First, to let you know where I’ve been: Taking time off. Sort of. I interviewed for a contract position with this awesome company down in Cambridge, MA, but never heard from them after I sent in my estimate. Then, I interviewed with some other places, weighed my options, and chose Intellicare right here, almost literally in my back yard, in South Portland. Thanks to everyone who offered me work, I really appreciate it, and look forward to keeping in touch!
As of the 16th of February, I have been in Maine for three years. I arrived with nothing more than a dog, some clothes, a Powerbook, and a few hundred borrowed dollars. I hadn’t met Marie yet, I had no place set up to live, no job lined up, just a dream and some big ideas. My friends put me up in their very small apartment for about 10 days while I took a temp job and found a roommate situation. I worked in a call center making outbound “recovery” calls for a company who sells snake oil. If you’re not familiar with “recovery”, it’s when you call back someone who had inquired about a product but did not purchase. You offer them a cheaper deal, etc. and pray that they’ll buy something. It’s horrible, but it put food on the table and I got by.
About two weeks into that, I got moved to their QA department. That only lasted about a week before someone from their IT department found out about me and pulled me into the fold. I was offered a nice position, a decent wage, and insurance. Unfortunately the company was about to become embroiled in a small scandal, and because the accountant had embezzled over a quarter-million dollars, my position was cut and I couldn’t return to my old position because they now knew I was overqualified. I ended up having to sell my Powerbook to make rent and pay for gas. Then my Jeep died, so I had no car and had to take the bus into town. Now I was down to only my clothes, a borrowed bed, and a dog.
It was at this time that I met Marie. Our relationship was beginning, and we got along famously, but it was difficult to not be able to take her anywhere or do anything. I was borrowing a friend’s car so I could take her for rides and a single-scoop ice cream someplace. We spent a lot of evenings out on the beach with Stewie, eating cheap meals, and enjoying each other’s company. Then Steve Briggs entered my life and hired me almost immediately to work at Wowpages. I sent in a resume on Monday, interviewed on Wednesday or Thursday, and was hired on Friday with a start date of the following Monday.
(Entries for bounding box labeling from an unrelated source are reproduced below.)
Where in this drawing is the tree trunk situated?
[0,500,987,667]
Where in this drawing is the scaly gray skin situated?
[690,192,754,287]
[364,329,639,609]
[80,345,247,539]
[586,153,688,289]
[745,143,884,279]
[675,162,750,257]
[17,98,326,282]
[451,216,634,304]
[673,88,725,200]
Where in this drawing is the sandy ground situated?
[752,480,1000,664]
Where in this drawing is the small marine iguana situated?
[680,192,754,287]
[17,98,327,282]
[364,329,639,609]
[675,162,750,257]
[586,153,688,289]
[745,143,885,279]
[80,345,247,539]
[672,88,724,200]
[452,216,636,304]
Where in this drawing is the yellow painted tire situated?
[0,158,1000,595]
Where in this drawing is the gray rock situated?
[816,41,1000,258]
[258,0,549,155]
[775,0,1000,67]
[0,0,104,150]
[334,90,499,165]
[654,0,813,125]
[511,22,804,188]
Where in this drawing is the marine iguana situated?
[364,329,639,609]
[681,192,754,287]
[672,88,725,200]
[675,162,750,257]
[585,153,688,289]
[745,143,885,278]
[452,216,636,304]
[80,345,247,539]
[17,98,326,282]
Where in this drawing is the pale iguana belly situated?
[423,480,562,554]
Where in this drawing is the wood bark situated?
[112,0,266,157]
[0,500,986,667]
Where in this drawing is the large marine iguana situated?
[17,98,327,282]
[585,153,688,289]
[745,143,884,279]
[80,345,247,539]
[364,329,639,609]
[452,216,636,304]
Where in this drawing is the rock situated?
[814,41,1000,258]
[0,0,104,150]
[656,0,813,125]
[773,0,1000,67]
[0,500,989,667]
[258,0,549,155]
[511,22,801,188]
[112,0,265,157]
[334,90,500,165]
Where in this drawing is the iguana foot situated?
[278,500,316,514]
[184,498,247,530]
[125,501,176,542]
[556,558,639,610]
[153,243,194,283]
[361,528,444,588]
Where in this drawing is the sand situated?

I was so broke he loaned me $20 to buy food with. He even picked me up and gave me rides to work occasionally. Soon thereafter, I moved in with Marie, got my bills caught up, and things started to cruise. We were still counting change, but now it was so we could afford some luxuries like going out to dinner on a weeknight and that sort of thing.
Stuff quickly improved from there. That winter we went on vacation to Florida together, in the spring I got a car, and by summer, we had added Seamus to the family. With continued hard work, I quickly moved up to a better car (which I am still driving), and could even afford cable television. That was a big day in my life, the day I got HBO and the DVR. Also during this time my mother passed away after a long illness, and my grandparents passed away after long lives. My youngest brother got married, my middle brother moved to California to pursue his PhD, and my sister quit school after like 350 years in a row to become a school teacher instead of living her life in a laboratory.
Another year had passed, then I got laid off from Wowpages. I had some savings and did a lot of freelance work until LibraryThing came along. At this point, I was making more than enough money, so Marie and I bought a home. Her pet sitting business that she started after being laid off from her bookkeeping position was going strong, my job was great, money was plentiful, and things have only continued to improve. I then left LT, and the future is now an open book.
All of this (and more) has happened in only three years. Thanks to everyone who was there with me and helped me out.